The guitar riff on “Lovely” is jangly but groovy a la Two Feet, and carries this terrific track along with Nikki Jean’s backing vocals. On “You’re Gonna Go”, he laments a relationship that he knows will end, but going through with it anyway. “I’m not a victim, I’m not a victor; I’m just tryin’ to eavesdrop when the cosmos whisper… I don’t know where you’re gonna go, but I know, you’re gonna go”.
The constant effort and struggle to reach the top is the mantra on “The Ceiling”: “I been workin’ my whole life to touch the ceiling, don’t even know if I’d recognize the feelin’, but I been workin’ my whole life.” Keep up the work, and we will keep playing your shit while we keep working on ours, Slug.
Key Tracks: “Romance”, “You’re Gonna Go”, “Lovely”

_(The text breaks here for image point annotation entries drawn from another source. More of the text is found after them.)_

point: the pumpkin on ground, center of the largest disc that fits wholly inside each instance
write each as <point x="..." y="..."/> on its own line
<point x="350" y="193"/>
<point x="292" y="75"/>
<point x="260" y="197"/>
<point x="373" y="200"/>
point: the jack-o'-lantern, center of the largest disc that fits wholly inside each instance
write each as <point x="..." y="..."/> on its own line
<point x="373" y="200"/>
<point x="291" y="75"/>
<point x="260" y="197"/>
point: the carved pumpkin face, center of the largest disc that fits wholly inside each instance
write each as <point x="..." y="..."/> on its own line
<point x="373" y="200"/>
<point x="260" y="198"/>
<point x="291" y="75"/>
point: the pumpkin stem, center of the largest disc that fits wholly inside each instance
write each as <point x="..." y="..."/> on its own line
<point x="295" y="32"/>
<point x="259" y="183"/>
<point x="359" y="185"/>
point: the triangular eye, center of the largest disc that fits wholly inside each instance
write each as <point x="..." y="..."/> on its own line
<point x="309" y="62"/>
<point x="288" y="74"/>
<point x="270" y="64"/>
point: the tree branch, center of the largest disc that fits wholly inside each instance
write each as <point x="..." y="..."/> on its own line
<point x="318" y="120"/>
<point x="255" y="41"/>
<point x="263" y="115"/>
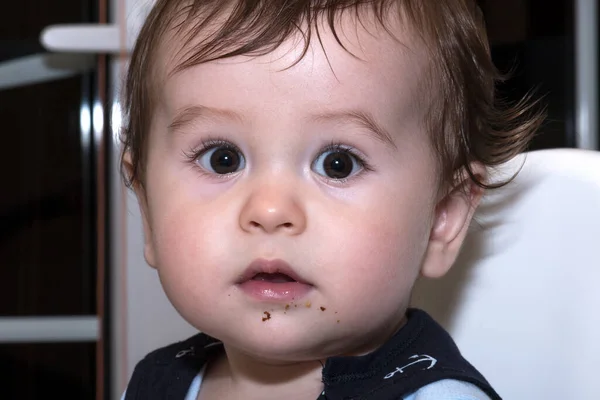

Spotify album link: https://open.spotify.com/album/5P1zPxtGyoNhGEoZpAw8Tc?si=WaQYJ_UcTbm8Ogoqz3tzew
Foo Fighters – 0099925 (EP)
Yes, indeed, it’s yet another sample of tunes from their archives. This ten-song EP has three unreleased tracks including covers of The Obsessed’s “Iron and Stone” and Pink Floyd’s “Have a Cigar”, along with a Foo original “Make a Bet”. None of these move the needle for me, but there are a few gems among the 7 live recordings from 1999 and 2000 on their world tour behind There is Nothing Left to Lose. “Ain’t It the Life” is slow Foo at their best, and the loud/quiet dynamics of “Breakout” make for great live performances. On this take, Dave allows for some audience participation before belting it out so hard that I believe I can hear his vocal chords telling him to go fuck himself. Rawk!